Gonadotrophin Releasing Hormone GnRH/LHRH Test
- To further investigate possible gonadotrophin deficiency.
- To confirm precocious puberty.
Overnight fast not necessary if done alone.
In women with a normal menstrual cycle the test should be performed in the follicular phase (day 3-7 of the cycle).
Larger dose or priming with LHRH if suspected of hypogonadism may be necessary.
(N.B. Do not prime with sex steroids if indication 2 above)
100 mcg LHRH (GnRH - Gonadorelin).
3 clotted tubes (red top Vacutainers - 7 ml)
- Site indwelling cannula.
- Take baseline bloods: LH, FSH and testosterone (M) or oestradiol (F).
- Inject GnRH intravenously.
- Flush cannula with saline.
- Take samples for LH and FSH at t = 30 and 60 mins.
- The normal peaks can occur at either 30 or 60 minutes. LH should exceed 10 U/l and FSH should exceed 2 U/l. An inadequate response may be an early indication of hypopituitarism.

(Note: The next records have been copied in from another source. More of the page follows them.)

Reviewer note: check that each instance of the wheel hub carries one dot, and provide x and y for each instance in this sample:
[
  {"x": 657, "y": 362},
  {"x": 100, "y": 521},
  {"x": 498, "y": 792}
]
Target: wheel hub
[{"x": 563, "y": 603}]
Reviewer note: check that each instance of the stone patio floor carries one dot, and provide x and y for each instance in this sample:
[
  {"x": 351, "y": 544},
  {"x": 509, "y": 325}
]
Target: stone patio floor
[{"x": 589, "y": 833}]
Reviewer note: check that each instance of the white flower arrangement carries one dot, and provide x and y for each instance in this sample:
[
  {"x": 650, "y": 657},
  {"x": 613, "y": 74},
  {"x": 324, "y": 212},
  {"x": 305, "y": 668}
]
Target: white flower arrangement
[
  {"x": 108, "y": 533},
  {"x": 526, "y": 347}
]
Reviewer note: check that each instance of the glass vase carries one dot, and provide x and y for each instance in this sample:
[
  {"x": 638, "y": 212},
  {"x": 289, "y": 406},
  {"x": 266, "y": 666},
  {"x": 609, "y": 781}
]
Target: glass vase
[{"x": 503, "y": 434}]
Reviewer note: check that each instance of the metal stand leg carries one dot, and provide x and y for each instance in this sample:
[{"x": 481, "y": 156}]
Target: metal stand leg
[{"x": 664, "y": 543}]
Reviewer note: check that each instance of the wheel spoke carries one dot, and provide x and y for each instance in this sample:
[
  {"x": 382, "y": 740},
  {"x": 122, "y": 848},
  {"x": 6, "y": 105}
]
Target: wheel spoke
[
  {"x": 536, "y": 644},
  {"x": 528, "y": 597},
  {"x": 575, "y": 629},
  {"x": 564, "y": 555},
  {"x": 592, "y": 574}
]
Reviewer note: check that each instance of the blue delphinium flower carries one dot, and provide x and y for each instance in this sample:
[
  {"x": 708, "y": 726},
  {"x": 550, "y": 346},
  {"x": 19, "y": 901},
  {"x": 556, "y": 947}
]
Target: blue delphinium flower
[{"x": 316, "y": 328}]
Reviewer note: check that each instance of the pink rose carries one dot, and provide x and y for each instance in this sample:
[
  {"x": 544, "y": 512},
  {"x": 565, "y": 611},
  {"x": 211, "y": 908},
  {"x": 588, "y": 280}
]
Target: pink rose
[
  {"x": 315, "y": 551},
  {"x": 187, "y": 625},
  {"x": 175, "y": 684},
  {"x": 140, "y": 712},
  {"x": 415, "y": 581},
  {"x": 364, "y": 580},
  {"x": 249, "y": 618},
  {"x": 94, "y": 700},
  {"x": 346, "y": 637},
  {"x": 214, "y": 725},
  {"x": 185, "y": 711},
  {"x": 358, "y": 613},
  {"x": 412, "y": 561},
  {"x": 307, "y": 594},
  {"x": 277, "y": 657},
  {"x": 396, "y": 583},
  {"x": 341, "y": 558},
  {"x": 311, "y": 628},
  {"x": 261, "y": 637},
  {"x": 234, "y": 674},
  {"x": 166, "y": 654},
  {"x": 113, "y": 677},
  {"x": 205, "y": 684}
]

- Gonadotrophin deficiency is diagnosed on the basal levels rather than the dynamic response. In males this is based on low testosterone in the absence of raised basal gonadotrophins and in females low oestradiol without elevated basal gonadotrophins and no response to clomiphene.
- Pre-pubertal children should have no response of LH or FSH to LHRH. If sex steroids are present (i.e. the patient is undergoing precocious puberty), the pituitary will be "primed" and will therefore respond to LHRH. It is important to stress that priming with steroids MUST NOT occur before this test.
SENSITIVITY AND SPECIFICITY
This test has a low sensitivity and specificity for hypogonadotrophic hypogonadism. The response may be normal or even exaggerated (especially in patients with hypothalamic disease). Basal levels are better discriminants. Serial investigations in patients with pituitary disease especially irradiation may give early indication of the development of hypopituitarism.